Web scraping, also known as web data extraction, is the process of retrieving or “scraping” data from a website. This information is collected and then exported into a format that is more useful for the user and it can be a spreadsheet or an API. Although web scraping can be done manually, in most cases, automated tools are preferred when scraping web data as they can be less costly and work at a faster rate.

Web抓取,也称为Web数据提取,是从网站检索或“抓取”数据的过程。 收集此信息,然后将其导出为对用户更有用的格式,可以是电子表格或API。 尽管可以手动进行Web抓取 ,但是在大多数情况下,抓取Web数据时首选自动化工具,因为它们的成本较低且工作速度更快。

网站搜刮合法吗? (Is Web Scraping Legal?)

The simplest way is to check the robots.txt file of the website. You can find this file by appending “/robots.txt” to the URL that you want to scrape. It is usually at the website domain /robots.txt. If all the bots indicated by ‘user-agent: *’ are blocked/disallowed in the robots.txt file, then you’re not allowed to scrape. For this article, I am scraping the Flipkart website. So, to see the “robots.txt” file, the URL is www.flipkart.com/robots.txt.

最简单的方法是检查网站的robots.txt文件。 您可以通过将“ /robots.txt”附加到要抓取的URL来找到此文件。 它通常位于网站域/robots.txt中。 如果robots.txt文件中阻止/禁止了“用户代理:*”指示的所有漫游器,则不允许您抓取。 对于本文,我将抓取Flipkart网站。 因此,要查看“ robots.txt”文件,URL为www.flipkart.com/robots.txt。

用于Web爬网的库 (Libraries used for Web Scraping)

BeautifulSoup: BeautifulSoup is a Python library for pulling data out of HTML and XML files. It works with your favourite parser to provide idiomatic ways of navigating, searching, and modifying the parse tree.

BeautifulSoup:BeautifulSoup是一个Python库,用于从HTML和XML文件中提取数据。 它与您最喜欢的解析器一起使用,提供了导航,搜索和修改解析树的惯用方式。

Pandas: Pandas is a fast, powerful, flexible, and easy to use open-source data analysis and manipulation tool, built on top of the Python programming language.

Pandas:Pandas是一种快速,强大,灵活且易于使用的开源数据分析和处理工具,建立在Python编程语言之上。

为什么选择BeautifulSoup? (Why BeautifulSoup?)

It is an incredible tool for pulling out information from a webpage. You can use it to extract tables, lists, paragraphs and you can also put filters to extract information from web pages. For more info, you can refer to the BeautifulSoup documentation

它是从网页中提取信息的不可思议的工具。 您可以使用它来提取表,列表,段落,还可以放置过滤器以从网页中提取信息。 有关更多信息,您可以参考BeautifulSoup 文档。

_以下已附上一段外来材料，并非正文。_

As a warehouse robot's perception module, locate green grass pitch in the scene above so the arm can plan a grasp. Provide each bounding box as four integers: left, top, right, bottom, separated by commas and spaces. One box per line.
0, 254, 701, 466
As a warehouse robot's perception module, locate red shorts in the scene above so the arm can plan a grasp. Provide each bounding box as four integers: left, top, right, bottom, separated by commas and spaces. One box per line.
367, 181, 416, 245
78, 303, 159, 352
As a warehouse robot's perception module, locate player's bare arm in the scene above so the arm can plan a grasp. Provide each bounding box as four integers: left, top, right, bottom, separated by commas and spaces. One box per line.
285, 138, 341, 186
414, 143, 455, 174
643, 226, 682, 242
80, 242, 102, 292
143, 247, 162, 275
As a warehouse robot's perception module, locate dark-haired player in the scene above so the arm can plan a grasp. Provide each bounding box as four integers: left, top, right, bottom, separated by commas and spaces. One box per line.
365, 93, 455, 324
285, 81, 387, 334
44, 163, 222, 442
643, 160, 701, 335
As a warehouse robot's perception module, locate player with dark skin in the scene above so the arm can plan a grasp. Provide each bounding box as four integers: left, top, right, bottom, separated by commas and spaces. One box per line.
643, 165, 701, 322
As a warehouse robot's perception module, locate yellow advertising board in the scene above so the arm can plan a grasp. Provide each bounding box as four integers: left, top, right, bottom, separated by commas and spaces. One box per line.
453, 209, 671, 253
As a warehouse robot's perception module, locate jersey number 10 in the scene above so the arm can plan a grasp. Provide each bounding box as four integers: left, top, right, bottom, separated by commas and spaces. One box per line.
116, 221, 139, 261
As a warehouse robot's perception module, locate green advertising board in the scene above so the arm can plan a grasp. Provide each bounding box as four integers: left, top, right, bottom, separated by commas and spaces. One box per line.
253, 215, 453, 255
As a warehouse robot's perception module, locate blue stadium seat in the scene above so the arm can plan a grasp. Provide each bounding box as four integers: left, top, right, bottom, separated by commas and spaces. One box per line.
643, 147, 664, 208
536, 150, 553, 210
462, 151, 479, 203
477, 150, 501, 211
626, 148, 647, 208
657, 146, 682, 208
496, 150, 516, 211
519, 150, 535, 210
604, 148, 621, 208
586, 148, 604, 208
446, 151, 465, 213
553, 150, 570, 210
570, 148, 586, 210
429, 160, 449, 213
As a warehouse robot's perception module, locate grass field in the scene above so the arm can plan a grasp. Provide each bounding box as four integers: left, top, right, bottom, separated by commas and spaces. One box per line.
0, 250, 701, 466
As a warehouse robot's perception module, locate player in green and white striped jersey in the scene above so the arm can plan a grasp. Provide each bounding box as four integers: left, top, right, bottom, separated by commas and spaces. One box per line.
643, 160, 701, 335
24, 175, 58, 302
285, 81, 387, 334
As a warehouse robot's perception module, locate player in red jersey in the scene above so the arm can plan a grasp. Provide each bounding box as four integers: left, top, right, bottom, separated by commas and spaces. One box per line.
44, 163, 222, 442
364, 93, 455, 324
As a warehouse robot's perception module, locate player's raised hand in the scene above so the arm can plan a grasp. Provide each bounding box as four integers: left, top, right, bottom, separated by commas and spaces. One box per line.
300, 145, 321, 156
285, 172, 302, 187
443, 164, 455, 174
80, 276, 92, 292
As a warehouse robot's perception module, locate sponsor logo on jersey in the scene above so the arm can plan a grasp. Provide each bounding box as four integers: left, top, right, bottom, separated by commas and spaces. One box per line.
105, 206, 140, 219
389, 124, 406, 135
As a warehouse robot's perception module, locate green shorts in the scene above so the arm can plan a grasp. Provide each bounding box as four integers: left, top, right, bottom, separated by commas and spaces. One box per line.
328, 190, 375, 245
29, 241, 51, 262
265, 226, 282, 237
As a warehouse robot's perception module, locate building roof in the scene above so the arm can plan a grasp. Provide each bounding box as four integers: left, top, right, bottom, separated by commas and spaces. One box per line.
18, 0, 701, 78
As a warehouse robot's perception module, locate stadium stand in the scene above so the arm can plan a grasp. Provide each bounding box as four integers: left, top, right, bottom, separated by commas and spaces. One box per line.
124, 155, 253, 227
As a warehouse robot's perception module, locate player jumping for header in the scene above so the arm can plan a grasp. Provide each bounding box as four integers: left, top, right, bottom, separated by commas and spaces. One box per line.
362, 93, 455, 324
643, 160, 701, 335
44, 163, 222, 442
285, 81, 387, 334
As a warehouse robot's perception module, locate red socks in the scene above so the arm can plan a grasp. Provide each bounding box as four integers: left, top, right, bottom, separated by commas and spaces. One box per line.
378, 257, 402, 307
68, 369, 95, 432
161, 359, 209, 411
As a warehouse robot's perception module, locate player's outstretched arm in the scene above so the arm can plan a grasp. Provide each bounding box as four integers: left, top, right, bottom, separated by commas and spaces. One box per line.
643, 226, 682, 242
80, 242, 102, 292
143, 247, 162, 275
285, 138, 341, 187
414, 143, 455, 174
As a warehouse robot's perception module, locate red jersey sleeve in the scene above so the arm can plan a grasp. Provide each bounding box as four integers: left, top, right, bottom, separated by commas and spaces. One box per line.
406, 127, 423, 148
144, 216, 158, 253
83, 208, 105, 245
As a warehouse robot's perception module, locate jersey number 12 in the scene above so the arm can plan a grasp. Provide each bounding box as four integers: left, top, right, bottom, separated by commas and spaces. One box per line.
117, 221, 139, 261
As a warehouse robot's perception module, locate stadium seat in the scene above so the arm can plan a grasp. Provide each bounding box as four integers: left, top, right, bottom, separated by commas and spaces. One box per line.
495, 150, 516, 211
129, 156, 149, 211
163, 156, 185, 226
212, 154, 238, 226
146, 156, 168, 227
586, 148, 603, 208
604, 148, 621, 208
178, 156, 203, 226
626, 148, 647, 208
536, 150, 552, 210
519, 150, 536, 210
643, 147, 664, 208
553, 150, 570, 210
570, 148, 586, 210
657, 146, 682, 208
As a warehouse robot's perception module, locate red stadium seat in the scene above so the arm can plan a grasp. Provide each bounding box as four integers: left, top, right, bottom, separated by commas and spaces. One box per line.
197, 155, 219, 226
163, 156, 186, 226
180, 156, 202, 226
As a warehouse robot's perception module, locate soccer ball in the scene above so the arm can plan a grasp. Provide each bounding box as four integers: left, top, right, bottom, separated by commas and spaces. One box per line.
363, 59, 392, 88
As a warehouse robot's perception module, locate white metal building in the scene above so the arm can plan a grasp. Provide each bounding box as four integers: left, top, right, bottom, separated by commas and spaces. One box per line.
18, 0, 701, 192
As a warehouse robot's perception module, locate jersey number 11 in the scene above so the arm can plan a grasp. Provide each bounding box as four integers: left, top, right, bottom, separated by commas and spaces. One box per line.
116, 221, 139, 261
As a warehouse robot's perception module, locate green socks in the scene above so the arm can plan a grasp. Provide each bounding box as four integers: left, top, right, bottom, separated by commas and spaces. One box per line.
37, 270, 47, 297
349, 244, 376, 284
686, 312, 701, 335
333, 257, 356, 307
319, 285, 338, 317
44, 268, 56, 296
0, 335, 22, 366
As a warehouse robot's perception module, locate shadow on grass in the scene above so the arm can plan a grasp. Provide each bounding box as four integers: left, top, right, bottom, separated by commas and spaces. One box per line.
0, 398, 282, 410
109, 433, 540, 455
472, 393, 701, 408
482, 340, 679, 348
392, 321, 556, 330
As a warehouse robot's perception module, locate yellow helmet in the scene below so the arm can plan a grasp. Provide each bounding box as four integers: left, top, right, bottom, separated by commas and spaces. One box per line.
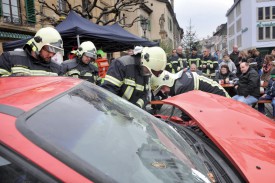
141, 47, 167, 73
76, 41, 97, 59
151, 70, 182, 95
27, 27, 64, 55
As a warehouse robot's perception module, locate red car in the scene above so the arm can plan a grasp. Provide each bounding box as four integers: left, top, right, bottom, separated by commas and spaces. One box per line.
0, 77, 275, 183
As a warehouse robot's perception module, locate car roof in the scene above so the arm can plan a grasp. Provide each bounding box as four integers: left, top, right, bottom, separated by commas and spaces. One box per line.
0, 77, 83, 111
164, 91, 275, 183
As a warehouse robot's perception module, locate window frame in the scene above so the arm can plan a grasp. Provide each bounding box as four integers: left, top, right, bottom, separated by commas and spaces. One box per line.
1, 0, 22, 25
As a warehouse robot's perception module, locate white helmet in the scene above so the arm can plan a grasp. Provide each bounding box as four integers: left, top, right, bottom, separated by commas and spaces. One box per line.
27, 27, 64, 55
76, 41, 97, 59
141, 47, 167, 72
151, 70, 182, 95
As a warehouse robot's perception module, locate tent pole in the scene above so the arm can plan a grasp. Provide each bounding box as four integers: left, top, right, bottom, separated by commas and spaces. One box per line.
76, 35, 80, 47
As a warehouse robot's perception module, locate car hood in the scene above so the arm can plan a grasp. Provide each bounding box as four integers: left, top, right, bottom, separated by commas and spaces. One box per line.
0, 77, 83, 111
163, 91, 275, 182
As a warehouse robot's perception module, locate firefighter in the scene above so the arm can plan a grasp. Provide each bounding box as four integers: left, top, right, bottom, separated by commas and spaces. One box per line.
61, 41, 100, 84
200, 49, 219, 78
166, 46, 188, 73
0, 27, 64, 76
102, 47, 167, 108
151, 71, 230, 97
188, 47, 201, 68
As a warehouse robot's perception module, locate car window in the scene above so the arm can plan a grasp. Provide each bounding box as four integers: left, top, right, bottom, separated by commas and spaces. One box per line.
0, 155, 41, 183
18, 83, 212, 183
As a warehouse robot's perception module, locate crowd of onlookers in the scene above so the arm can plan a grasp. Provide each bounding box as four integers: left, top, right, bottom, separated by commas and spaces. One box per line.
166, 46, 275, 118
0, 27, 275, 118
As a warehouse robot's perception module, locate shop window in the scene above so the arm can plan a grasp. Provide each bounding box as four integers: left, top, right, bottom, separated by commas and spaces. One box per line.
258, 8, 264, 20
265, 27, 271, 39
265, 7, 270, 20
0, 0, 22, 24
258, 27, 264, 40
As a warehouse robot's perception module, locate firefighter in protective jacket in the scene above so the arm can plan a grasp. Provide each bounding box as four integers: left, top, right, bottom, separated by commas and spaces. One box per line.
0, 27, 64, 76
151, 71, 230, 98
102, 47, 167, 108
61, 41, 100, 84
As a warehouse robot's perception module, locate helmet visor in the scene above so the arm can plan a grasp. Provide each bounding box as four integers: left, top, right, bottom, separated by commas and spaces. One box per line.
84, 51, 97, 59
44, 45, 64, 56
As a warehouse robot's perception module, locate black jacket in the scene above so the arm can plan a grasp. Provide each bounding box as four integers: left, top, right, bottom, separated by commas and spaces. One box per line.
61, 58, 98, 83
237, 67, 260, 98
102, 55, 149, 108
0, 50, 61, 76
214, 72, 237, 83
229, 52, 240, 67
265, 79, 275, 97
171, 72, 230, 97
200, 54, 219, 76
165, 54, 188, 73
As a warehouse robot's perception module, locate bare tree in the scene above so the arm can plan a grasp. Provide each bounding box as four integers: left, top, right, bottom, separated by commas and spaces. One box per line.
36, 0, 148, 27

刮Flipkart网站 (Scraping Flipkart Website)

from bs4 import BeautifulSoup 
import requests
import csv
import pandas as pd

First, we import the BeautifulSoup and the requests library and these are very important libraries for web scraping.

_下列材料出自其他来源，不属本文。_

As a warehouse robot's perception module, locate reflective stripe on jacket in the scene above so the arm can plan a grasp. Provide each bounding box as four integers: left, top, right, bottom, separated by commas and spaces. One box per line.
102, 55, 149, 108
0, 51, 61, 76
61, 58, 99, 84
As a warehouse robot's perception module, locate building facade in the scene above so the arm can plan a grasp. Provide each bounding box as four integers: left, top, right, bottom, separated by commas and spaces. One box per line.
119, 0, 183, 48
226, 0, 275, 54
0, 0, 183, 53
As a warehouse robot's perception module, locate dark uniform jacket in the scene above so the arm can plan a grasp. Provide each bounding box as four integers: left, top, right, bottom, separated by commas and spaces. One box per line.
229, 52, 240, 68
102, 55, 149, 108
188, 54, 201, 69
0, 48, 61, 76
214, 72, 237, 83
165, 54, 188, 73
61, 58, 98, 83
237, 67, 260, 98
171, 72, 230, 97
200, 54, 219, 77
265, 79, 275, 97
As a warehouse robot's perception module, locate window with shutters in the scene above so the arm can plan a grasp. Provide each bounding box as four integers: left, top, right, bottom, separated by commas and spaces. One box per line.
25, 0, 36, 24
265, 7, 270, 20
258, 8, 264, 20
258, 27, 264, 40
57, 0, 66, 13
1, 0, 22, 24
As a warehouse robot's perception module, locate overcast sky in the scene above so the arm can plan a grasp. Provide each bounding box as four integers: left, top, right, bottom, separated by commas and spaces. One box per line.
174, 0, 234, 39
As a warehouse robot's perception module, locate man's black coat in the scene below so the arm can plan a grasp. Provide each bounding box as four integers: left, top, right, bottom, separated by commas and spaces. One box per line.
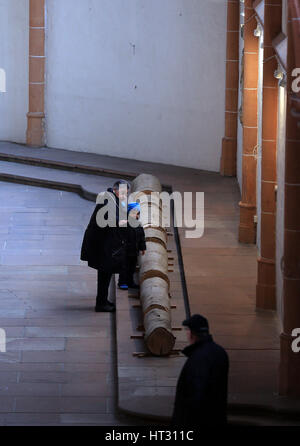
172, 335, 229, 428
81, 189, 127, 273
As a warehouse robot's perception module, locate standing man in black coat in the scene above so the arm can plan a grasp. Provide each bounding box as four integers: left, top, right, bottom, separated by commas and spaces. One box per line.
81, 180, 129, 312
172, 314, 229, 428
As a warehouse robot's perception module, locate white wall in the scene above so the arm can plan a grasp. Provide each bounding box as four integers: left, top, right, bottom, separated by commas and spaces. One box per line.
46, 0, 227, 171
276, 87, 287, 328
236, 3, 245, 193
0, 0, 29, 143
256, 29, 264, 255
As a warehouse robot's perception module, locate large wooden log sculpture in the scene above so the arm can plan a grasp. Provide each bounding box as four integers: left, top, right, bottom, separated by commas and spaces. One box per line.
133, 174, 175, 356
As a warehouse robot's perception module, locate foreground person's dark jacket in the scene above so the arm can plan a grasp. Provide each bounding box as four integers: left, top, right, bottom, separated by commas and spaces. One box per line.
172, 335, 229, 428
81, 189, 127, 273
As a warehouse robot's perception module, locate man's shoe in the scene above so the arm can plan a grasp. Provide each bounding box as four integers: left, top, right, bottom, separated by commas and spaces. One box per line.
95, 301, 116, 313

首先,我们导入BeautifulSoup和请求库,这些对于Web抓取是非常重要的库。

requests: requests, is one of the packages in Python that made the language interesting. requests is based on Python’s urllib2 module.

请求:请求是Python中使该语言有趣的软件包之一。 请求基于Python的urllib2模块。

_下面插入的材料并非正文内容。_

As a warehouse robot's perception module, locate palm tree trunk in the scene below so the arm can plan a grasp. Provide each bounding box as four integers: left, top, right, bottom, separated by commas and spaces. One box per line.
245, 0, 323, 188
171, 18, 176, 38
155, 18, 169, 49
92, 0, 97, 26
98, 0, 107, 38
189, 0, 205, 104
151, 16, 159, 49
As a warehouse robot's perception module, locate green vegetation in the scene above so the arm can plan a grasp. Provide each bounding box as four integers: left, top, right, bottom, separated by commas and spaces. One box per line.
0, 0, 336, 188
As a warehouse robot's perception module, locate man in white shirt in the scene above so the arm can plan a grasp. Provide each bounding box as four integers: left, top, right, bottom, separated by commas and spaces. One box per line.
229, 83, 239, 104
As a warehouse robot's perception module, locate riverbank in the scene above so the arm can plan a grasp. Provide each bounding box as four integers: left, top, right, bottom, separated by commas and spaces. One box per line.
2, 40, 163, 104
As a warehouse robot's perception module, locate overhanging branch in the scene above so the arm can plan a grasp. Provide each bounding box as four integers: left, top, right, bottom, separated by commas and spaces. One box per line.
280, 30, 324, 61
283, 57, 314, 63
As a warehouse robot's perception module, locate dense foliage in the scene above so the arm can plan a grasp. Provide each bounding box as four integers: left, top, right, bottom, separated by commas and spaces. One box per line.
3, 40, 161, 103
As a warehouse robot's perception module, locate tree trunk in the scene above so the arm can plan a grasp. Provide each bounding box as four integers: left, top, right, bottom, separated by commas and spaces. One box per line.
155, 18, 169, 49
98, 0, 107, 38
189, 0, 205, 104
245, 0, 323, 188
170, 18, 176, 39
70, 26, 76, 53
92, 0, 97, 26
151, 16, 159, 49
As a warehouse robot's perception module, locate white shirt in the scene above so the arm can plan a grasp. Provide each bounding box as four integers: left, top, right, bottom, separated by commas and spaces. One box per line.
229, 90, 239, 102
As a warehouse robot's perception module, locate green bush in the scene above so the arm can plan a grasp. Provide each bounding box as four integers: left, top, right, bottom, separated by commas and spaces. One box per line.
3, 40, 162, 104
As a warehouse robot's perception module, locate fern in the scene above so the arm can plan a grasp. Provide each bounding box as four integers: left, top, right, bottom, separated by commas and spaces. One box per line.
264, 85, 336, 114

req = requests.get("https://www.flipkart.com/search?q=laptops&otracker=search&otracker1=search&marketplace=FLIPKART&as-show=on&as=off&page=1")  # URL of the website which you want to scrape
content = req.content # Get the content

To get the contents of the specified URL, submit a request using the requests library. This is the URL of the Flipkart website containing laptops.

要获取指定URL的内容,请使用请求库提交请求。 这是包含笔记本电脑的Flipkart网站的URL。

Image for post

This is the Flipkart website comprising of different laptops. This page contains the details of 24 laptops. So now looking at this, we try to extract the different features of the laptops such as the description of the laptop (model name along with the specification of the laptop), Processor (Intel/AMD, i3/i5/i7/Ryzen3Ryzen5/Ryzen7), RAM (4/8/16 GB), Operating System (Windows/Mac), Disk Drive Storage (SSD/HDD,256/512/1TB storage), Display (13.3/14/15.6 inches), Warranty(Onsite/Limited Hardware/International), Rating(4.1–5), Price (Rupees).

这是由不同笔记本电脑组成的Flipkart网站。 此页面包含24台笔记本电脑的详细信息。 因此,现在着眼于此,我们尝试提取笔记本电脑的不同功能,例如笔记本电脑的描述(型号名称以及笔记本电脑的规格),处理器(Intel / AMD,i3 / i5 / i7 / Ryzen3Ryzen5 / Ryzen7) ),RAM(4/8/16 GB),操作系统(Windows / Mac),磁盘驱动器存储(SSD / HDD,256/512 / 1TB存储),显示器(13.3 / 14 / 15.6英寸),保修(现场/硬件/国际限量版),评分(4.1–5),价格 (卢比)。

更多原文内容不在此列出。